Journalism is expensive in ways that have nothing to do with money. Last year 71 journalists died, the largest number since score keeping began; 31 massacred in the Phillipines. Thirteen were murdered here in Mexico. They were covering the increasingly violent government war against the narcotraffickers. But if your job as a journalist is to bear witness, to find out what is going on and to find out what is going on even when powerful men don’t want anyone to know, journalism can be hazardous to your health. Russia is an example – both journalists and democracy are inconvenient and six journalists were murdered there in 2009. Guillermo Zuloaga, owner of the Venezulan TV network Globovision and a critic of the country’s president, Hugo Chavez, was arrested last week. His crime apparently is that he recently told an international gathering of journalists that Venezuela is a country lacking free expression.
A free press is essential to democracy and I think it’s fair to say democracy is slowly dying in Venezuela.
We’ve looked at the problem, now let’s look at what’s ahead. The fact is no one knows what the future holds, but some people have ideas.
Here’s my idea about the future: Google or a company that looks like it will figure out a way to charge us for the news we read on the Internet perhaps using the new Apple tablet called the iPad that will be introduced later this week. This company will track our news consumption habits, the sites we visit, how long we stay and they will charge us by the click or by the time we spend on a web page. That charge will be very small – a micro payment, a fraction of a cent a minute or something like that. Much of the technology to do this already exists. Media companies know about this technology and probably are waiting to see which one will take the plunge first. My experience in large corporations is that they are risk averse and they are aware that the first company to adopt this model will become either very rich or very dead. That’s usually the fate of innovators. If my theory is correct, the media will survive the slow motion disaster that I have described to you. They will, however survive in a form far different from what we see today. The down side is the news media will be even more stratified than it is now with serious readers going in one direction and non serious readers in another.
The mass media will largely fracture, A few big ones may survive. I hope so because we need a shared data base, which we once had thanks to the big media, a data base that helped us as a nation to make the correct decisions on issues such as civil rights, Watergate and the war in Vietnam.
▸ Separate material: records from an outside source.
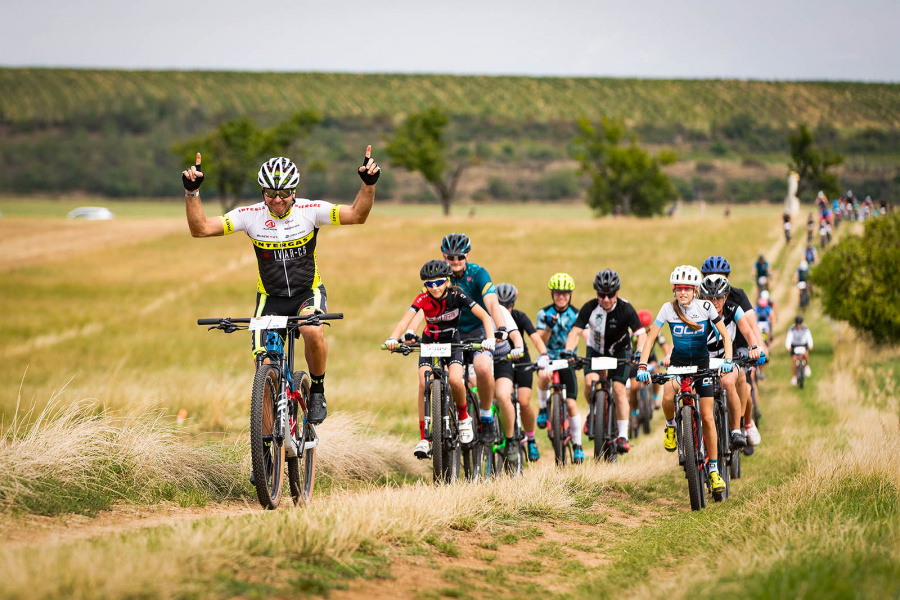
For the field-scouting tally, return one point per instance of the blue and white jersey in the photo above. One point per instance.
(689, 345)
(559, 324)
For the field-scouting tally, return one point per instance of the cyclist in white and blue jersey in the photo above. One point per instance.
(690, 321)
(553, 324)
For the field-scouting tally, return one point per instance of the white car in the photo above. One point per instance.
(91, 213)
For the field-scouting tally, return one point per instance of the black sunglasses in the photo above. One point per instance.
(270, 193)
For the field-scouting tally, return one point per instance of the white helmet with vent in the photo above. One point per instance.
(685, 275)
(278, 173)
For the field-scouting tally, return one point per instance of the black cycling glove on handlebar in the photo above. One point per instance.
(364, 175)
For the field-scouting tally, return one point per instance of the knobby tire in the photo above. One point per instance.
(267, 456)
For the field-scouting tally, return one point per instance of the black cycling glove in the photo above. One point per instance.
(364, 175)
(192, 185)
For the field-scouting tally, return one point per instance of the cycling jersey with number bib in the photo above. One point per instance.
(285, 246)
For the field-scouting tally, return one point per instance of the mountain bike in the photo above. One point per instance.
(279, 429)
(689, 429)
(801, 364)
(601, 419)
(441, 421)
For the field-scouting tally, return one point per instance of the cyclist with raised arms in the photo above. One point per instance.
(611, 322)
(715, 288)
(475, 281)
(554, 323)
(690, 321)
(798, 335)
(507, 294)
(441, 305)
(283, 230)
(718, 265)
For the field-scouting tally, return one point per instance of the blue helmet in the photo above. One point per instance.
(456, 243)
(715, 265)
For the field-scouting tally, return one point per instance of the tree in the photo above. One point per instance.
(419, 146)
(859, 281)
(623, 176)
(812, 163)
(233, 152)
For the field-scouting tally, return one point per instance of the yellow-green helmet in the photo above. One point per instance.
(562, 282)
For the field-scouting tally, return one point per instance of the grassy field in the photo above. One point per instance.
(815, 516)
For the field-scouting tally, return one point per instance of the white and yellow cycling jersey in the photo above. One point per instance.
(286, 246)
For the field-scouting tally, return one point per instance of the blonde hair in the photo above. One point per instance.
(678, 311)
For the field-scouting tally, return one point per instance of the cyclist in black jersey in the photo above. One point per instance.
(611, 321)
(284, 239)
(717, 265)
(507, 294)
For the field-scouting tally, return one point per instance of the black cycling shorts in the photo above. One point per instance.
(315, 300)
(621, 372)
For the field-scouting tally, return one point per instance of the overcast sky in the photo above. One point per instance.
(756, 39)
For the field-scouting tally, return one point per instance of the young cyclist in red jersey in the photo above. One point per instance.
(442, 305)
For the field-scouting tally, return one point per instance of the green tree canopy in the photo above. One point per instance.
(859, 281)
(233, 152)
(812, 164)
(419, 146)
(622, 173)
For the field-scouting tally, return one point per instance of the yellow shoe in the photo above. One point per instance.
(718, 484)
(670, 442)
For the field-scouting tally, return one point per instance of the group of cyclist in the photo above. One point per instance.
(459, 302)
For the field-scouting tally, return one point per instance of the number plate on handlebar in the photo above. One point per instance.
(435, 350)
(604, 363)
(267, 322)
(681, 370)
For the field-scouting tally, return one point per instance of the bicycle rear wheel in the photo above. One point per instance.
(691, 457)
(556, 425)
(302, 468)
(266, 453)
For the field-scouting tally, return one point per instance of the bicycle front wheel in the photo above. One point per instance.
(267, 453)
(689, 435)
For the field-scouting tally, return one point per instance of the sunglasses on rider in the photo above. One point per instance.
(283, 194)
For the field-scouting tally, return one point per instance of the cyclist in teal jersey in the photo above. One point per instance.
(554, 322)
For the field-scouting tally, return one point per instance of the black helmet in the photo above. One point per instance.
(456, 243)
(714, 286)
(507, 293)
(434, 269)
(607, 281)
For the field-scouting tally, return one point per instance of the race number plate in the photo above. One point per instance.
(681, 370)
(604, 363)
(435, 350)
(267, 322)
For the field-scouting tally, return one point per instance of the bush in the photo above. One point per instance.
(859, 281)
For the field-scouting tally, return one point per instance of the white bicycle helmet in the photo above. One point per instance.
(278, 173)
(685, 275)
I promised that you would meet some of the people who are inventing a new digital form of journalism. Recently with the support of J-Lab, a center in Washington that makes small grants to people who want to start local news web sites, and the Knight Foundation that supports J-Lab, I set out to find out how some of the small sites they helped to start are doing. I visited five in different states – New Hampshire, Massachusetts, Pennsylvania, New York and California. What I found is in a short video that will give you a feel for the people who I believe are inventing new, local, citizen-based journalism. As a group I found them to be dedicated, intelligent, and above all not cynical about that they are doing or why they are doing it. Some will succeed, many more will fail, as has occurred throughout the history of local news in our country. But someone will find a funding model that works, or more likely several funding models that can succeed in varying circumstances and different communities. We Americans are a talented and entrepreneurial people. We understand that democracy can succeed only when people have the information they need to guide and direct the government they have elected, and professional journalists are necessary to hold that government accountable.